No więc znielubiłem ministra zdrowia. Ba, żałuję nawet że mamy na urzędzie prezydenckim pana Andrzeja Dudę a nie na ten przykład pana Bolsonaro który jest prezydentem Brazylii. Sprawa byłaby wówczas oczywista i prosta. Pan minister Szumowski poszedłby wówczas szybciutko wyszumieć nadmiar energii w pobliskim lesie, który właśnie Polakom otworzył.
Otworzył? Powiedzmy, że udawał iż otworzył; Bo jak sam przyznał w wywiadzie dla radiowej Trójki zaraz może ten las na powrót zamknąć "Poluzowanie obostrzeń zawsze może być cofnięte. Po tygodniu będzie widać efekty i wtedy możemy się spodziewać ewentualnego komunikatu".
Tak więc szacowny minister lasu nam nie otworzył, on po prostu sobie eksperymentuje niczym telewizyjny Big Brother, gdyż postanowił wpierw poobserwować, ilu to Polaków zechce skorzystać z usług polskiego lasu, w którym to maski mają być nieobowiązkowe.
Żałosne to wszystko, bo jakże nieprawdziwe, jakże sztuczne a przy tem nadęte. Wirus owszem jest i atakuje, ale do walki z nim potrzeba zupełnie innych sił i środków, ale jak tego wymagać od ludzi, którzy na te inne środki reagują w większości przypadków ze wstrętem? Pozostaje więc cierpliwie czekać na inspekcję Tego Który osobiście się problemem zajmie.
Do tego czasu pozostają nam dowcipy jak za PRL-u:
"Panu premierowi Morawieckiemu podczas jazdy zepsuło się auto i musiał wysiąść w pewnej wiosce. Od razu też zapytał mieszkańców jakie mają problemy.

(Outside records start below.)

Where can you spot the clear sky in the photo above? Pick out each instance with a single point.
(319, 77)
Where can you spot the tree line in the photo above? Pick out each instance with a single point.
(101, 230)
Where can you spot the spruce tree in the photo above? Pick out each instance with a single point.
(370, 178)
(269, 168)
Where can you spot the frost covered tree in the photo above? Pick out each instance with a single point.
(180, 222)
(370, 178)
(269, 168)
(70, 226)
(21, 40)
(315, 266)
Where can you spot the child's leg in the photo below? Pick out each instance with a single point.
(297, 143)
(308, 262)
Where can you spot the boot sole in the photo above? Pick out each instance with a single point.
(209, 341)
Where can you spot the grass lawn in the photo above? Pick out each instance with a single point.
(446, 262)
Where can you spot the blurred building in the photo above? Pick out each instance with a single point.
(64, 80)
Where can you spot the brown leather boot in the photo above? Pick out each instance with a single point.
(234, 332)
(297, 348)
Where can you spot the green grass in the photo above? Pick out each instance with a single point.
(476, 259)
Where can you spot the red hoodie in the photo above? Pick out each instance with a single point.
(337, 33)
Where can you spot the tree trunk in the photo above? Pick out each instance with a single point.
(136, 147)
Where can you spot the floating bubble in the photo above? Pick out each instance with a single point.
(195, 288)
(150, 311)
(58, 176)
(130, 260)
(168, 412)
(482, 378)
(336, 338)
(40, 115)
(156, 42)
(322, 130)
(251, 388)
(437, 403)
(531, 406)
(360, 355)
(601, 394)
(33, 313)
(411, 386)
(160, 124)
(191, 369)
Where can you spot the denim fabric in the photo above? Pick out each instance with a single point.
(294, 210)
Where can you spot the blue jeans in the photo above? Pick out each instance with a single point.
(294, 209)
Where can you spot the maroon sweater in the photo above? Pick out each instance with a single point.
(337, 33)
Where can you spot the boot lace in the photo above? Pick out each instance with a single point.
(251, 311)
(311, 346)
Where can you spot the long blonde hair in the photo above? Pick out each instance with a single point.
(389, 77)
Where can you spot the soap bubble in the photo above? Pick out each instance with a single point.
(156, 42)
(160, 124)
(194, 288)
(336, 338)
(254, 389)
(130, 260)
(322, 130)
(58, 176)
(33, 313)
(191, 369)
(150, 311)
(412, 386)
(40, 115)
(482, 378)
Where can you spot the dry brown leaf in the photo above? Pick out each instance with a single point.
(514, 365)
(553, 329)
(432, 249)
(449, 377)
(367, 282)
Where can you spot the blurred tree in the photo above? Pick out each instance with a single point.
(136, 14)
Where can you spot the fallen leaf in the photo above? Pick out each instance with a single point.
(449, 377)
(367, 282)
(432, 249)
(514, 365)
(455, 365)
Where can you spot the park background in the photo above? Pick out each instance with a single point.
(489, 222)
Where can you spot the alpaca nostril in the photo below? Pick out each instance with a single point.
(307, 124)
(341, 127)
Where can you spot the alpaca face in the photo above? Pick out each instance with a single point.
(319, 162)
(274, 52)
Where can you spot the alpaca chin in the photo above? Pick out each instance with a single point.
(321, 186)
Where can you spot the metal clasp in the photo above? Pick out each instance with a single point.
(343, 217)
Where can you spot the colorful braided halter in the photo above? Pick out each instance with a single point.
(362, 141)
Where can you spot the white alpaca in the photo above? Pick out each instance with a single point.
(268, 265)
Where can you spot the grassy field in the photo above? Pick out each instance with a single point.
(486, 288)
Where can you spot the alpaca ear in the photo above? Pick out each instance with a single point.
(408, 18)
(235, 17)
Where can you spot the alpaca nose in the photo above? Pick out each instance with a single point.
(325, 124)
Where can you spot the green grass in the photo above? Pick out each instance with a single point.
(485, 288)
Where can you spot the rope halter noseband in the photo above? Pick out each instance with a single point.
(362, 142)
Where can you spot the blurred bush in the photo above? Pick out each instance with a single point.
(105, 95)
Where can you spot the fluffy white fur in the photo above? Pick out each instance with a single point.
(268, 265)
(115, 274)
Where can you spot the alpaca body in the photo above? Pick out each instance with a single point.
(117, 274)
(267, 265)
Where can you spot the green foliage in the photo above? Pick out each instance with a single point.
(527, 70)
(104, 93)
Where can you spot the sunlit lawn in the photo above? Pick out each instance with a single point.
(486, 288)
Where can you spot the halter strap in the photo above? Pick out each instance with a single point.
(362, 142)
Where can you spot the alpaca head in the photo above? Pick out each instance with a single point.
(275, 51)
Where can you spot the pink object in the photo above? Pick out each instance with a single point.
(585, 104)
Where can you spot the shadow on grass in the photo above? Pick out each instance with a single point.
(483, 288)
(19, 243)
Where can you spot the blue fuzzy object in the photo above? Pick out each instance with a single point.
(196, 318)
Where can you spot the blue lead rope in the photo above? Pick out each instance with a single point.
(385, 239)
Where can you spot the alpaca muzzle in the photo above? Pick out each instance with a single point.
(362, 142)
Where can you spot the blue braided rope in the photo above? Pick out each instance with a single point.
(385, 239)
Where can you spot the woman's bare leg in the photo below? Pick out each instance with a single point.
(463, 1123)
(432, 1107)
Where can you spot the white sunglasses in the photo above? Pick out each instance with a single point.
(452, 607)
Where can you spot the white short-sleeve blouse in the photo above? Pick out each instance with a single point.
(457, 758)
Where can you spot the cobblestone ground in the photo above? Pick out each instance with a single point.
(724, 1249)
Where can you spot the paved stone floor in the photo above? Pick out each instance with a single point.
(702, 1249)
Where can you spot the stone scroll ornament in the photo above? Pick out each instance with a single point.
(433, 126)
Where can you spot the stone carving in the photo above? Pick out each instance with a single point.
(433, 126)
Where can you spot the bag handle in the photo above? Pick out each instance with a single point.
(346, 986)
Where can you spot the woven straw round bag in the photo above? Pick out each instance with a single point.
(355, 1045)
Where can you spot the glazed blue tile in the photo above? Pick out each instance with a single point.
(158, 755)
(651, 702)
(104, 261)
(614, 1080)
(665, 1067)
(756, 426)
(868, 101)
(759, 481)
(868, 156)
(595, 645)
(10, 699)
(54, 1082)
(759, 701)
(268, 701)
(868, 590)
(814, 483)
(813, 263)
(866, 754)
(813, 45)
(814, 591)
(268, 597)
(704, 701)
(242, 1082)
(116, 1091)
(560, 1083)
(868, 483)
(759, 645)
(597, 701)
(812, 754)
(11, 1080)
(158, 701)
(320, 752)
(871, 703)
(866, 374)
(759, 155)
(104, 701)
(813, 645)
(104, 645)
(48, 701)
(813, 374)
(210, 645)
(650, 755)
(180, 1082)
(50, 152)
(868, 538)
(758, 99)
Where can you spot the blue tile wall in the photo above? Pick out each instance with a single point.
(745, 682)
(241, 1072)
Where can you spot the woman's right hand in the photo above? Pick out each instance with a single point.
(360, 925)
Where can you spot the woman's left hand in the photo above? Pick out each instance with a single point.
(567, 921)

- W sumie to problemy mamy dwa - odpowiedzieli napotkani mieszkańcy.
-Jakie?
- Pierwszy, to nie mamy lekarza....
- Chwila, i to załatwię. Halo, tu premier, potrzebny lekarz i etat na jutro. Ok, będzie na 100%? Świetnie, to tę sprawę załatwiłem.
- A jaka jest druga sprawa?
- Druga to taka, że u nas nie ma zasięgu."